Not sure if this is an attempt to simplify things or an oversight, but favoring convenience (no need to remember multiple keywords) over explicitness (but the keywords have different meanings) tends to cause problems, in my observation.
Only if you aren't using a subquery otherwise you would use WHERE even in plain SQL. Since the pipe operator is effectively creating subqueries the syntax is perfectly consistent with SQL.
I will already use subqueries to avoid issues with HAVING.
To me that feels as redundant as having WHERE vs HAVING, i.e. they do the same things, but at different points in the execution plan. It feels weird to need two separate keywords for that.
We're moving from SQLAnywhere to MSSQL, and boy, we're adding 2-5 levels of subqueries to most non-trivial queries due to issues like that. Super annoying.

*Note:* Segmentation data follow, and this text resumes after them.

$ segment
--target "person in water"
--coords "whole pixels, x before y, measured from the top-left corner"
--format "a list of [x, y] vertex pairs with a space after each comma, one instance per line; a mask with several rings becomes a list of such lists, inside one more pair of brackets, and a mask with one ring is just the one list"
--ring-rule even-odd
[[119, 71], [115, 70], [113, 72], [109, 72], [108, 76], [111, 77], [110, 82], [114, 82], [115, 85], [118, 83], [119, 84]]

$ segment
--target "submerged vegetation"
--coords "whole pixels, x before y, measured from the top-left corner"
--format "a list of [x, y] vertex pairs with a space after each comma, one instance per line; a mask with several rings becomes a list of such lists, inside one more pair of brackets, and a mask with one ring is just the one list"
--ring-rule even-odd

I had one which went from 2 levels deep to 9... not pleasant. CTEs had some issues so couldn't use those either.
Personally I rarely use HAVING and instead use WHERE with subqueries for the following reasons:
1-I don't like repeating/duplicating a bunch of complex calcs, easier to just do WHERE in outer query on result
2-I typically have outer queries anyway for multiple reasons: break logic into reasonable chunks for humans, also for join+performance reasons (to give the optimizer a better chance at not getting confused)
One issue, that I mentioned in a different comment, is that we have a lot of queries which are used transparently as sub-queries at runtime to get count first, in order to limit rows fetched. The code doing the "transparent" wrapping doesn't have a full SQL parser, so can't hoist the CTEs out.

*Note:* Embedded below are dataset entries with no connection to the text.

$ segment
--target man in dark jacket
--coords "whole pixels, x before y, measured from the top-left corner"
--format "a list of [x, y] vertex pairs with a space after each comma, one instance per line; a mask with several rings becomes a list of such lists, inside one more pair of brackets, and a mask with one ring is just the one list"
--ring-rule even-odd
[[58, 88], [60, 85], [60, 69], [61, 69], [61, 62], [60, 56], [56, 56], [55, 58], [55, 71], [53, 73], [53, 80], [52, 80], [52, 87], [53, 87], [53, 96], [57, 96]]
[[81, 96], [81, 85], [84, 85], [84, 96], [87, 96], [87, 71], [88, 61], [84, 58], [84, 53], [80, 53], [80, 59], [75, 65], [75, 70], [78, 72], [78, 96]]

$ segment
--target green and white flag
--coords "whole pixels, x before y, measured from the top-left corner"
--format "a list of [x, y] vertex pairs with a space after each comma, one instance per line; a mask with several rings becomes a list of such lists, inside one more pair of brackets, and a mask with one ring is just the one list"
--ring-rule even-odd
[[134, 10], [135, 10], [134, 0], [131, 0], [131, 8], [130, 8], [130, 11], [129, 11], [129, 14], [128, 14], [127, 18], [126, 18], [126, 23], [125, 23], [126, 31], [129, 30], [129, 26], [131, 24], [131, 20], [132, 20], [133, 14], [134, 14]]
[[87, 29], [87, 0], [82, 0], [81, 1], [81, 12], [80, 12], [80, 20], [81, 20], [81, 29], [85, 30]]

One performance issue I do recall was that a lateral join of a CTE was much, much slower than just doing 5-6 sub-queries of the same table, selecting different columns or aggregates for each. Think selecting sum packages, sum net weight, sum gross weight, sum value for all items on an invoice.
There were other issues using plain joins, but I can't recall them right now.

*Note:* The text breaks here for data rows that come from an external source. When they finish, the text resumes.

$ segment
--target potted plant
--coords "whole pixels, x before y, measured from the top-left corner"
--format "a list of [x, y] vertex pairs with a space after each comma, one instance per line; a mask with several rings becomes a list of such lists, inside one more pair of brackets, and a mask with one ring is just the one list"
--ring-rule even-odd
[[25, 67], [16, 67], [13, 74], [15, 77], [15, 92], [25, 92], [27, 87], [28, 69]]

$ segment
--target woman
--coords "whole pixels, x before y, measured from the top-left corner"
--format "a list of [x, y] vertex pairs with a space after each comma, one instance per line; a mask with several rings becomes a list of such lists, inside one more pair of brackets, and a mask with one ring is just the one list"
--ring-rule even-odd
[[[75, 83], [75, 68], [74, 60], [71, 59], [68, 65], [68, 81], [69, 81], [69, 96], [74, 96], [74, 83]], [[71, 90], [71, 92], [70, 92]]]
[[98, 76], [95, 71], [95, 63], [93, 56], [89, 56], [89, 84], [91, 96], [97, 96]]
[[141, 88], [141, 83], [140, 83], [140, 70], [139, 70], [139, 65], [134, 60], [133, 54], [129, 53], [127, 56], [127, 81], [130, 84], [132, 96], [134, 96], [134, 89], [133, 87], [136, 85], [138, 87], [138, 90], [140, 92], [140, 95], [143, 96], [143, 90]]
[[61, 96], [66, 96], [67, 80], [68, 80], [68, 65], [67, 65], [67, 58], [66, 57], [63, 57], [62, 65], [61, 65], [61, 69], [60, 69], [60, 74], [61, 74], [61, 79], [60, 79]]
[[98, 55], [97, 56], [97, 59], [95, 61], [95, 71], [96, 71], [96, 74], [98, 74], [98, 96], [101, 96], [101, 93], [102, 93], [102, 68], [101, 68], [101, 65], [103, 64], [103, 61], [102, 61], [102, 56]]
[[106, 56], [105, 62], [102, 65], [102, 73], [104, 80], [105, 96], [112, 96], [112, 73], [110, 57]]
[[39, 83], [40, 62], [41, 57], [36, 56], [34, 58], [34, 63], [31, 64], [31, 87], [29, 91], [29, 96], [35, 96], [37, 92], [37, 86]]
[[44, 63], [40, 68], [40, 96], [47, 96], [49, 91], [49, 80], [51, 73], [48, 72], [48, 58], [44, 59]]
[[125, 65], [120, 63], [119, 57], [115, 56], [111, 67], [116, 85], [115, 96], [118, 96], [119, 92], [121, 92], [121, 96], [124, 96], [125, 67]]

SELECT * FROM (SELECT * FROM ... GROUP BY ...) t WHERE ...
and they decided this was common enough that they would introduce a HAVING clause for this case SELECT * FROM ... GROUP BY ... HAVING ...
But the real issue is that in order to make operations in certain orders, SQL requires you to use subselects, which require restating a projection for no reason and a lot of syntactical ceremony. E.g. you must give the FROM item a name (t), but it's not required for disambiguation.Another common case is projecting before the filter. E.g. you want to reuse a complicated expression in the SELECT and WHERE clauses. Standard SQL requires you to repeat it or use a subselect since the WHERE clause is evaluated first.
You don't need a |> operator to make this possible. Your point is that there is a reason that SQL didn't just allow two WHERE clauses, one before and one after GROUP BY: to make it clearer syntactically.
Whereas the sort of proposal made by TFA is that if you think of the query as a sequence of steps to execute then you don't need the WHERE vs. HAVING clue because you can see whether a WHERE comes before or after GROUP BY in some query.
But the whole point of SQL is to _not have to_ think of how the query is to be implemented. Which I think brings us back to: it's better to have HAVING. But it's true also that it's better to allow arbitrary ordering of some clauses: there is no reason that FROM/JOIN, SELECT, ORDER BY / LIMIT have to be in the order that they are -- only WHERE vs. GROUP BY ordering matters, and _only_ if you insist on using WHERE for pre- and post-GROUP BY, but if you don't then all clauses can come in any order you like (though all table sources should come together, IMO).
So all in all I agree with you: keep HAVING.
I like the idea of CTE's, but I typically use temp tables instead of CTE's to avoid optimizer issues.